When freedom becomes freedom from any accountability to the objective world, then anything you do or any struggle you engage in can be meaningful, regardless of the public import. By the way, this is a characteristic feature of romantic art.
White liberals don’t want to end slavery and their captured black flunkies don’t want to end slavery; they want to see more Black people realizing their aspiration to become slavers, or whatever.
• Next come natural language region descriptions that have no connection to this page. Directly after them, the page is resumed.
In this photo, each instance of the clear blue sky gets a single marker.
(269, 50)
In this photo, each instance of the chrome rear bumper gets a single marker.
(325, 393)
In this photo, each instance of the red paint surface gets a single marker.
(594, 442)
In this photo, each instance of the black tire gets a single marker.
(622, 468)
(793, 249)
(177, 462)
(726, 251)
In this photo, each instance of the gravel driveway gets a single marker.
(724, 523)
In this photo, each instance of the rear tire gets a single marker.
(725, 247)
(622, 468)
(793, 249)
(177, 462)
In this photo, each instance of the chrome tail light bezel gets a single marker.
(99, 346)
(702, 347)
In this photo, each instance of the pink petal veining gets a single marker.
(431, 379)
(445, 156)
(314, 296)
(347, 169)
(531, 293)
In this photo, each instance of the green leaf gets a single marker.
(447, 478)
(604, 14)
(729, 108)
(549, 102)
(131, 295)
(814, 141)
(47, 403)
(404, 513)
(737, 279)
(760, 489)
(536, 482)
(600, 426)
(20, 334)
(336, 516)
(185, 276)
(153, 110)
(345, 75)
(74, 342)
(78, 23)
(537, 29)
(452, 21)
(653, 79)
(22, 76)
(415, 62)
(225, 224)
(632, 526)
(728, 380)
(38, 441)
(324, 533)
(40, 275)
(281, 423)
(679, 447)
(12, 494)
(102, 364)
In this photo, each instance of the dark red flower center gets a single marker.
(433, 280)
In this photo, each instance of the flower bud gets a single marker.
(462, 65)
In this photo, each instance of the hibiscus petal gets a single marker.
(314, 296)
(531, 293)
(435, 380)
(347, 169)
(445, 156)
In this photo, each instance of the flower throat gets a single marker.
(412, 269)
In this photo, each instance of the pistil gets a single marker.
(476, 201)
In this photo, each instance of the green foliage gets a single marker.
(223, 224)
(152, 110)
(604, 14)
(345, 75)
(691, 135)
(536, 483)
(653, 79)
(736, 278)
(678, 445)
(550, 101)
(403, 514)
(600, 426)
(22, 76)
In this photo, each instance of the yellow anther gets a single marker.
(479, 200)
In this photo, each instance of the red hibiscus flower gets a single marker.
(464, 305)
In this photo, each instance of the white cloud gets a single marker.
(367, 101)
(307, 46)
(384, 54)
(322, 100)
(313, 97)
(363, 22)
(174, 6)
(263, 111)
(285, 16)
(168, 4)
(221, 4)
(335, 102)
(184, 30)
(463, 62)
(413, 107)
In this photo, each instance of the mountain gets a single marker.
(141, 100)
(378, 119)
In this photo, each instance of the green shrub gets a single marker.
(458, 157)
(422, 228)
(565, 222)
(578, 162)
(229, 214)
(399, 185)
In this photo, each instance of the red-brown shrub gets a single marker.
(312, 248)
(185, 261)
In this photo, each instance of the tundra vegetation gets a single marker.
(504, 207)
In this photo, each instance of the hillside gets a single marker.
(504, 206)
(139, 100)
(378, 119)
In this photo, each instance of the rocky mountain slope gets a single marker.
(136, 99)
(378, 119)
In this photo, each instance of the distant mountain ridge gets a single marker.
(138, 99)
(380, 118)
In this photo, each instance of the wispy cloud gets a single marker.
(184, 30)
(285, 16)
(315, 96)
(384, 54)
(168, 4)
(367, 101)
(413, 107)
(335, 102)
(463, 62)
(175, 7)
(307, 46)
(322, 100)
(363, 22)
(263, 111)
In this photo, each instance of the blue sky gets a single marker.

Also, this is why a man can run on revolutionizing gender relations, and institute the best gender platform in the history of the world, but what he can’t be is a woman trying to realize her personal ambitions, regardless of what those ambitious are, and yes, entirely too much feminism comes down to the latter.
Be very careful with “leaders” who tell the story of the movement as the story of their role in the movement.
Trump was selling White supremacy; Obama was selling White redemption.
White liberals could redeem themselves for the low, low price of a vote for Obama. Functionally, he was out there selling indulgences to a sinful public.
This approach coincided with a late stage liberalism: fighting for a right to vain pursuits:
“I don’t care what you do. I just don’t think your race, gender, and/or sexual orientation should affect your ability to do it. BECAUSE I don’t think my race, gender, and/or sexual orientation should affect my ability to do what I want to do, and I don’t want you telling ME what to do.”
Lost in all of this is the idea that the content of what we do matters for reasons over and above the fact that we want to do it and surmount the discriminatory barriers we face in doing it. Especially when the things we do are political things of public concern.
Yet the right to vain, even caustic, pursuits is a principle of suburban liberal politics. It’s the ethic of, “If I want to go work for a corporate raider, the most pressing personal, social, and political concern is that my gender, race, and sexual orientation doesn’t my get in my way, NOT whether the world really needs more corporate raiders.”
Unsurprisingly, the people raised under this ethic don’t turn out to be the best people. However, sometimes they turn out to be cops.
Harris has free reign to say anything in the next few months, and then change her mind on anything because ultimately, her presence on the ticket is about the realization that the most important aspect of the office is to show that anyone can achieve high office, regardless of gender, race, or religion.
However, do not expect this to get the lead out of your water or fix your schools.